"I won't regret

Because you can grow
flowers


From
where
dirt used to be"


--Kate Nash


Saturday, March 5, 2011

Spring Cleaning

It's trying to be spring here in Cincinnati. It's sunny days and rain. It's cardigan weather. And with spring comes the time-honored tradition of spring cleaning.

I made a mess, and it's time to clean it up.

Essay (one of my very best guy-friends) said, "Next time actually TAKE my advice when you ask for it.....No, here's what you do: If you LIKE him, don't date him, because you clearly have poor judgement, and I can't always be there."

Rewind a couple months:
I thought, "Guy in Texas? He's so far away! No WAY will this get dramatic. It'll be so fun, and easy."

Back to now:
I...was...wrong.

I have jumped ship when the boats were perfectly fine a million times, and I picked THIS one to stay on board. It's like I chained myself to the sinking Titanic and told the band to play on!

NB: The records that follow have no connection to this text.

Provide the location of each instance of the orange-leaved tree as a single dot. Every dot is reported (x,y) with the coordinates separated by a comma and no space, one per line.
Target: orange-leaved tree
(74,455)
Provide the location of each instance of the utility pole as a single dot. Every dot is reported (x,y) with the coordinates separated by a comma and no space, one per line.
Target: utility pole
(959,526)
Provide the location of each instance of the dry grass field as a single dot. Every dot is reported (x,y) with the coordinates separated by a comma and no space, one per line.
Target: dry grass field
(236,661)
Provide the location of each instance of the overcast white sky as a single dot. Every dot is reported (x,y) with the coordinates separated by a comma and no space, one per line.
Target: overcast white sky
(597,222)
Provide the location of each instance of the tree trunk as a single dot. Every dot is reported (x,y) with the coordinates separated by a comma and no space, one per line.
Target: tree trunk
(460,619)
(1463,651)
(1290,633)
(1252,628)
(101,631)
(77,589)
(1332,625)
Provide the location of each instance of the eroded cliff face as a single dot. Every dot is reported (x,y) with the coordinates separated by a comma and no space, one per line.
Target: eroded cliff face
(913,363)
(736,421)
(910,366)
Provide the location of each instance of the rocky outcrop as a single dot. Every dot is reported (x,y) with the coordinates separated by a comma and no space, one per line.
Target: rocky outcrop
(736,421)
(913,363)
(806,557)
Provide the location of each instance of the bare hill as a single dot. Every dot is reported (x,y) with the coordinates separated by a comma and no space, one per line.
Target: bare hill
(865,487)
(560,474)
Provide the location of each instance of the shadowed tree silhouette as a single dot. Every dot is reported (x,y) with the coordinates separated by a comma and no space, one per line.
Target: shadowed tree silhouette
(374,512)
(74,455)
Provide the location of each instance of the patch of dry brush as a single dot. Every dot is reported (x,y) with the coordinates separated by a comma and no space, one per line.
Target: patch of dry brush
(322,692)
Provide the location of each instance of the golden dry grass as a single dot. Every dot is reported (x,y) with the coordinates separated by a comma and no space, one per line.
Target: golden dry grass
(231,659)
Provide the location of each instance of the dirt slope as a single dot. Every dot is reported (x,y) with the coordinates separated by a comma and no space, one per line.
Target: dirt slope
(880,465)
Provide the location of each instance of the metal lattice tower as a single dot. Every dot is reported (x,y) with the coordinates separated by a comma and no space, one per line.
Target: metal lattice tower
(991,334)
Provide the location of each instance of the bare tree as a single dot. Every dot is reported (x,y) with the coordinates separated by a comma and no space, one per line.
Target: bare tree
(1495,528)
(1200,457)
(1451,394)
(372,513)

I let him in my life. This faux boyfriend. I don't even let REAL boyfriends in my life! I've had some very good friends for YEARS who have NEVER seen me cry, and with this guy I just put down my suitcase and unpacked.

This was the worst of it to my friend Essay:
"Now I'm offended," he said. "I pushed you and forced you FOREVER to open up to me and this guy sends you a few nice e-mails and texts and you just let him waltz in when he did NOTHING to earn it? Do you know how CRAZY that sounds?! You are so smart Tricia, but sometimes you act like a real dumb girl..."

"I know, I know. But he's like you, Essay. He pushes me too..."
"No. Just stop right there. He's not like me, because I CARE about you, and he doesn't."

There it is. Sometimes Essay wields this hammer, and I'm just a nail that needs to be hit on the head.

What's worse, to me, is that I let him into my professional life. I sent him my ENTIRE portfolio so he could make my website. That thing is probably the closest I will ever have to a child. I wouldn't even let my Ma CARRY my portfolio and I just shipped it off to him like it was nothing. My portfolio is safely back in my arms, but I have yet to see this website that I PAID for.

So I've been playing nice, hoping all this gets done. Letting him patronize me. Letting him tell me all his problems. And what do I do? I listen. I do what I can to help. Because I DO care.

He sends me these messages:
"I miss you."
"I like this."
"I like having you in my life."

It's bothersome like a papercut. He's dating someone else so why say these things to me? To make my life messier?

I wish we could just be friends, but when I try to just be friendly he says I'm being weird. He tells me not to compartmentalize him.

UGH! What do you want from me?!

Well, here's what I want. I want my website done and then I want to sweep the rest of this shit out. I want to scrub it until it shines. Until I shine.

My friend Nick said it best:
"Why worry about a guy who doesn't like you in Texas when there are plenty of guys that don't like you here!?"

And of course, some that do. But this is long enough, more on all that later.